Albert Kreinheder, Il corpo e l’anima, Moretti e Vitali, 2001, pag. 45
Filed under: Alfabeto dell'interiorità | Tagged: Carla Stroppa, Destino, dolore, Joseph Campbell |
Il dolore è una delle tante sfaccettature della vita ed è giusto che ne faccia parte per apprezzare sempre con rinnovata meraviglia e stupore anche un solo briciolo di gioia che ci viene donata. Nulla avviene per caso.
L’ideale sarebbe gioire sempre non facendoci condizionare da eventi esteriori ma è tremendamente difficile..ma non impossibile (credo)
Tutto ha un valore..il difficile è risolverne l’equazione perchè a volte l’esponente non ci piace.
Le auguro un 2009 esponenzialmente fantastico.
Il dolore e’ un mistero, e il suo mistero ti rende vulnerabile e forte in egual modo. Buon 2009. Angela
Il dolore è risveglio dal torpore, nuova unità di misura, mezzo di rivalutazione, freno alle ambizioni, ma anche sprone, fonte d’ispirazione nella culla dell’autocommiserazione, colore necessario alla perfetta composizione della tavolozza della vita, sottile filo empatico, cenere necessaria alla rinascita, mano che solleva la palpebra.
Pubblico questa poesia “Sulla concezione del dolore”
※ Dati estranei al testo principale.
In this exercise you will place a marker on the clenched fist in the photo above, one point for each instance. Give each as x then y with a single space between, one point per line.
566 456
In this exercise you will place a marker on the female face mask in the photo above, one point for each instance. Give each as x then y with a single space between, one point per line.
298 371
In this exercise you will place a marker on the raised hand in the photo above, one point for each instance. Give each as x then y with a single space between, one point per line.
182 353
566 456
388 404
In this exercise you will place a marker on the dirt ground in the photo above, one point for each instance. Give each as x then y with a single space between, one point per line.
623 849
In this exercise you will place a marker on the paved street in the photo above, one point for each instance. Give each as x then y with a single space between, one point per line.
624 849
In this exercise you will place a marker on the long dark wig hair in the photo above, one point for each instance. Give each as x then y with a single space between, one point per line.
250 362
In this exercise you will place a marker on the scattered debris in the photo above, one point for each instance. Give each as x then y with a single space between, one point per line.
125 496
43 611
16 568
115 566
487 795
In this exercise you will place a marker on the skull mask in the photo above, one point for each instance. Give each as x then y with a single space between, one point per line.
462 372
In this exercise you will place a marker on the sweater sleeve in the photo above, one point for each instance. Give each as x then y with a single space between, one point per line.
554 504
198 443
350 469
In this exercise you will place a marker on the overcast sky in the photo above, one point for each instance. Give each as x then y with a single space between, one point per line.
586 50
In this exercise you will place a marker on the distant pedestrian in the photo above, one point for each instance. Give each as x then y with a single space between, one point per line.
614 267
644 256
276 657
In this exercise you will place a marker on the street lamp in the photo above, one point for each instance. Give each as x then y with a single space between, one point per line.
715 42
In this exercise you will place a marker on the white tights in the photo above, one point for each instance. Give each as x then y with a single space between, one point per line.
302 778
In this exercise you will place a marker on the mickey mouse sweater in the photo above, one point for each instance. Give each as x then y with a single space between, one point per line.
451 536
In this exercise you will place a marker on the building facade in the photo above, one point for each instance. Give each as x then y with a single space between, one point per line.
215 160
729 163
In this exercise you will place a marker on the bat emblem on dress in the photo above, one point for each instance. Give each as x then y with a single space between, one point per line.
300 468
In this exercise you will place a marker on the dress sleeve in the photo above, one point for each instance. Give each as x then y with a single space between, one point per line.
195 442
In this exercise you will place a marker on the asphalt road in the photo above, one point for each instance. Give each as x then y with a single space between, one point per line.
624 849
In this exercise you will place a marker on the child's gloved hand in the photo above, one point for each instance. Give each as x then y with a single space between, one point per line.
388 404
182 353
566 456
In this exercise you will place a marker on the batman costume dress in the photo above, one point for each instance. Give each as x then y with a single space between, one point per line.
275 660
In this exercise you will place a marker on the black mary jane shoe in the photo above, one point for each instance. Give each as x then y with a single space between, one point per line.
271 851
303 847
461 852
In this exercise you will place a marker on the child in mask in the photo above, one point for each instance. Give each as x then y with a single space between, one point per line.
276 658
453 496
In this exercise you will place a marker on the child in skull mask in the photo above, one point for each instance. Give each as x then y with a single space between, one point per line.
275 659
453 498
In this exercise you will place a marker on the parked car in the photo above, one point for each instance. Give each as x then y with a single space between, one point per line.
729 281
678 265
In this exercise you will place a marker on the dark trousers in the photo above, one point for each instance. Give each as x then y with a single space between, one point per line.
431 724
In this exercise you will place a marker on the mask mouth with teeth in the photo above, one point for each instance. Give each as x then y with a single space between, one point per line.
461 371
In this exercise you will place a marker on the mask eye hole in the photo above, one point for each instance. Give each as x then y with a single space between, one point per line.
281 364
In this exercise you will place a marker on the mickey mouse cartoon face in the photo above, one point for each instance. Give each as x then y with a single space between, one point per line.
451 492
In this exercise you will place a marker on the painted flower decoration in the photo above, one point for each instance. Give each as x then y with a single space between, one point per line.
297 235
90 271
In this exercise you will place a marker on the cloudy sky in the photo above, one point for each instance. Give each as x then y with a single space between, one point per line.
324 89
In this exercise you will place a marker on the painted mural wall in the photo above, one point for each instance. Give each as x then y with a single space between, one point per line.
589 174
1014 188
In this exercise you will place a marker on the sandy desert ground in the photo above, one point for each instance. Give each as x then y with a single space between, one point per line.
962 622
tratta del dolore fisico e psichico che subivano o subiscono ancora oggi i banbini e le donne (da parte degli adulti), ed è basata su fatti reali (quando tanto tempo fa c’era più ignoranza e povertà).
Come un salice dalle chiome pesanti
più degli anni che conosceva
era piena la sua linfa di dolore,
realtà amara, realtà in bianco e nero
come la fuliggine e la cenere grigia
che annerisce i muri e i polmoni,
infantili pianti trasudavano
tra le crepe delle pareti,
sovrapposti muri a muri, paura a paura,
dolore a dolore.
Quante piaghe si possono contare
sulla pelle bianca acerba di paura povertà?
Erano una, cento, mille piaghe?
Il dolore innocente non riassunse né piaghe
né speranze, già divenute una predestinazione.
La fame morbosa di pane
e soprattutto fame d’amore,
stima e redenzione, celavano il vero volto
della paura dietro un manto nero incappucciato
ed aleggiava in infamante malessere umano
che vegliava nei cuori e menti assopiti
nella loro concupiscenza
di maledetti uomini e donne del passato
che dell’amare il prossimo tuo come te stesso
non era nel loro vissuto quotidiano,
poveri mediocri esseri che non rendevate felici neanche una mosca, e fossero ombre e orme
di vite denaturate, maledette,
odiate e deturpare nella loro genuina
e naturale normalità.
Poveri esseri vili che non assomigliavate neanche a un dito di chi vi ha creato dal cielo,
ci fu dolore e pianto già dal cielo
che come turbini di demoni esaltati discendevano
su questa terra piena ormai
di anime e carne da macello.
La vita piccola e inerme usciva dalle piaghe
mista a sangue e liquidi carnali
che non conoscevano ancora il vero,
profondo dolore della pelle che brucia
alla flagellazione,
intimo dolore con Cristo,
flagellato per l’ennesima volta,
per l’ama il prossimo tuo come te stesso.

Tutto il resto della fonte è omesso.